- Born: Therese Steinhardt October 2, 1896
- Died: April 2, 1948 (aged 51)
- Known for: Painting
- Spouse: William Rosenblatt ​ ​(m. 1920⁠–⁠1948)​

= Therese Steinhardt Rosenblatt =

American painter

Therese Steinhardt Rosenblatt (1896-1948), known professionally as Therese Steinhardt, was a 20th-century American painter. In 1948, the Metropolitan Museum of Art purchased her painting, "Lest We Forget"
 A work by the same name and artist was sold at auction in September 1993.

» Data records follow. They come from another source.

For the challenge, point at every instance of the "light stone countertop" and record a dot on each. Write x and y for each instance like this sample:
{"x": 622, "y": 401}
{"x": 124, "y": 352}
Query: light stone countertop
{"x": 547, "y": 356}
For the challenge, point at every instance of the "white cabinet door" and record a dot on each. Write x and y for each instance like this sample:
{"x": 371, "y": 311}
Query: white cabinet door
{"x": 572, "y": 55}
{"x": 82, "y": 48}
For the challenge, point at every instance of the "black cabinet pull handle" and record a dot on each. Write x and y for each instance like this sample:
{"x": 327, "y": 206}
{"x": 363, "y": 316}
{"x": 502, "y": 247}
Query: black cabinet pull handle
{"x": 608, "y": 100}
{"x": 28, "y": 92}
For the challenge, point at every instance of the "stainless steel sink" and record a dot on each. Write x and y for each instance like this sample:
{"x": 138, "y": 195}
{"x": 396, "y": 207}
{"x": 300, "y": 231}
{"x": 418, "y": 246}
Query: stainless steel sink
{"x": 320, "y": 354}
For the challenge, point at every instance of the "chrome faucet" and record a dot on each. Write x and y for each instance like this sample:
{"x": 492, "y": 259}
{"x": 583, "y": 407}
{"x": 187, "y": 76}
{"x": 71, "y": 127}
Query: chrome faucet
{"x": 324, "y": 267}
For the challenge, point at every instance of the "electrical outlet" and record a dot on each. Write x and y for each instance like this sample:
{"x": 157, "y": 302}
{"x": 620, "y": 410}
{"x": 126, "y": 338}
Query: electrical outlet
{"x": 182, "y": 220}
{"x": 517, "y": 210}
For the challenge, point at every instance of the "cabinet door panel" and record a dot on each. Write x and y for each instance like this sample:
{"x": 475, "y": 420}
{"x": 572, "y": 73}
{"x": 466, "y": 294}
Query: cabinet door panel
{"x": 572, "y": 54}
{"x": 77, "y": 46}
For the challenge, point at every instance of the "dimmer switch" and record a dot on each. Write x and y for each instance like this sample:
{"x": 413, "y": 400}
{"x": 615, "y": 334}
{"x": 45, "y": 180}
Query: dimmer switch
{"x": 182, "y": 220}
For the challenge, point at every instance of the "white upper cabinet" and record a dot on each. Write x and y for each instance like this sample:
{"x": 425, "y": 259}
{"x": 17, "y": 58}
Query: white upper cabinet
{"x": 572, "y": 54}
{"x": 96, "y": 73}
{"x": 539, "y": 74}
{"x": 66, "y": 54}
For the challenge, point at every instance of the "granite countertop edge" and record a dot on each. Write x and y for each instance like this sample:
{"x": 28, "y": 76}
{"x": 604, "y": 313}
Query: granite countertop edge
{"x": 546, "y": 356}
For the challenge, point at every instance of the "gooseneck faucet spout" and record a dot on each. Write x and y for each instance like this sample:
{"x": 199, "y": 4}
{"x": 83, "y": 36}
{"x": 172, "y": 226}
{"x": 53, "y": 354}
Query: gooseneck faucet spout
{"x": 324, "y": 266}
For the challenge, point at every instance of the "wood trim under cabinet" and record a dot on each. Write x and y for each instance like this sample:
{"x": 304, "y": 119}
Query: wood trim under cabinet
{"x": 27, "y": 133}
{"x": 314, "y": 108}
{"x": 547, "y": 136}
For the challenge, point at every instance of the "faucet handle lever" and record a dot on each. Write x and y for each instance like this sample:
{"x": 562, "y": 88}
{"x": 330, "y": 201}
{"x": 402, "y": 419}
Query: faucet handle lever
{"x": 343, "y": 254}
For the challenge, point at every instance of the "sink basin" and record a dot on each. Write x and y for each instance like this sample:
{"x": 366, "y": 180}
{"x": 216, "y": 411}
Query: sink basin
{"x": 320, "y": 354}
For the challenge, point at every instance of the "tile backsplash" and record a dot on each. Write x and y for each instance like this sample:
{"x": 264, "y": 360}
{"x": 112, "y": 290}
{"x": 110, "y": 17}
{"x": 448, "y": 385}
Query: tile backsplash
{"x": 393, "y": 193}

Steinhardt's first show was at the Edward Milch Gallery in New York City from 3 January to 13 January 1945. Writing in the New York Times, Howard Devree remarked on her works' "soundness and restraint," noted "suggestions of the Miller manner," but also "a distinct personal note to all her paintings." His verdict labeled it, "An unusually good first show." The show was extended beyond its initial closing date.

== Personal life ==

Born Therese Steinhardt, October 2, 1896, third child of Adolph Steinhardt and Addie Untermyer, the sister of Samuel Untermyer. Therese was the younger sister of Laurence Steinhardt. She married William Rosenblatt on October 6, 1920. They had three sons: Robert, Richard, and Peter. She died April 2, 1948.